Jenna Goldman '18
Editor-in-Chief
For many of us at UVa Law, Grace Applefeld Cleveland was the first person we met as an applicant or admitted student to the Law School. Before joining the Office of Admissions in 2014, Cleveland was a 2009 graduate of UVa Law, and a trademark and copyright associate at Arent Fox in Washington, D.C.
A native of Baltimore, Maryland, Cleveland majored in Dance and Creative Writing at Northwestern, then worked for four years in marketing and education for dance companies in Chicago before going to law school. Though she loved the mission of the companies and the people she worked with, she began looking for a career that would challenge her intellectually on a daily basis.
Cleveland’s decision to go to law school was influenced by a legal dispute involving the work of Martha Graham, one of the founders of the modern dance movement. A few years after her death, Graham’s heir sued the Martha Graham Center for Contemporary Dance, claiming rights to all of Graham’s intellectual property. The resolution of this case inspired Cleveland to focus on trademark and copyright law in school.
Cleveland left Arent Fox to clerk for Stephanie A. Gallagher, U.S. magistrate judge for the District of Maryland, then for David C. Norton, U.S. district court judge for the District of South Carolina. While winding down her clerkship and studying for the South Carolina Bar, Cleveland received notice of an opening in the UVa Law Admissions Office. She and her husband Will, a UVa Law classmate who now works as a staff attorney at the Southern Environmental Law Center, began investigating opportunities to return to Charlottesville.
Cleveland fell in love with the school all over again when she came to North Grounds to interview, and credits the Admissions and Financial Aid team with demonstrating that UVa is as supportive and exciting a place to work as it is to go to law school.
On the first of the three-day South Carolina Bar Exam, Cleveland received the call that she got the job in Admissions. With Will still two days away from his final interview at SELC, Cleveland continued taking the exam. It was only after the third day of the bar that Will officially got word of his offer: The Clevelands were headed back to Charlottesville.
During our lunch, Cleveland gave us a rare glimpse into the admissions process. Every person who applies to UVa Law has his or her application read at least twice. The first read-through is done by a member of a team of four part-time file readers; all hold J.D.s and three are alums of UVa Law. From there, the readers write a summary of the application and give a recommendation to the Admissions Committee.
Applications are then divided up and three members of the Admissions team extend interviews to some of the prospective students. Generally, Cleveland takes the first half of the alphabet, but she also likes to speak with applicants with whom she shares commonalities to calm the nerves of the interviewees.
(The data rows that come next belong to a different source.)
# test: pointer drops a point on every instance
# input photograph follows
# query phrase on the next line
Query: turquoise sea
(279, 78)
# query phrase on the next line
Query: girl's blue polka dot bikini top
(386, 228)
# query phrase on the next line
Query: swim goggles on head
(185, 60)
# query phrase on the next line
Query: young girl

Accordingly, she handles the interviews of applicants from Maryland, those applicants who have dance experience, or, as Dean Faulk likes to assign her, applicants with the first name “Grace.”
After the interview, applicants’ files are returned to the Admissions Committee for a final decision.
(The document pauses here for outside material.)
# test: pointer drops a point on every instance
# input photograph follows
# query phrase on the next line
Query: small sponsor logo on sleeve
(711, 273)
Beginning with the 2015 cycle, every person admitted was interviewed by a member of the office. She says this is helpful in determining fit, “There are some students who I was on the fence about when I read their paper application, but then when I interviewed them I knew we had to take them!” The interview policy has allowed the office to get a more “three-dimensional” picture of the applicant.
When she isn’t reading applications, Cleveland can be found hiking, cooking, and chasing her two-year old son Liam. The Clevelands love Charlottesville’s outdoor and food scenes, and they especially like to sit on the patio at their favorite restaurant, Lampo.
Cleveland’s biggest piece of advice is for 3L students as they approach their bar study: “There’s going to be a point, maybe around the Fourth of July, when you will start to freak out,” she says, “you might start to doubt yourself and whether you will pass,” but Cleveland encourages students to reach out or stop by the Admissions Office for a pep talk. “We know that you all are really smart people who work really hard,” and Cleveland likes to remind students to think back to their 1L year, or even to when they were studying for the LSAT. “You got through it and you excelled, and you will do the same with the bar.”
Grace Cleveland should know; it is her job to spot potential.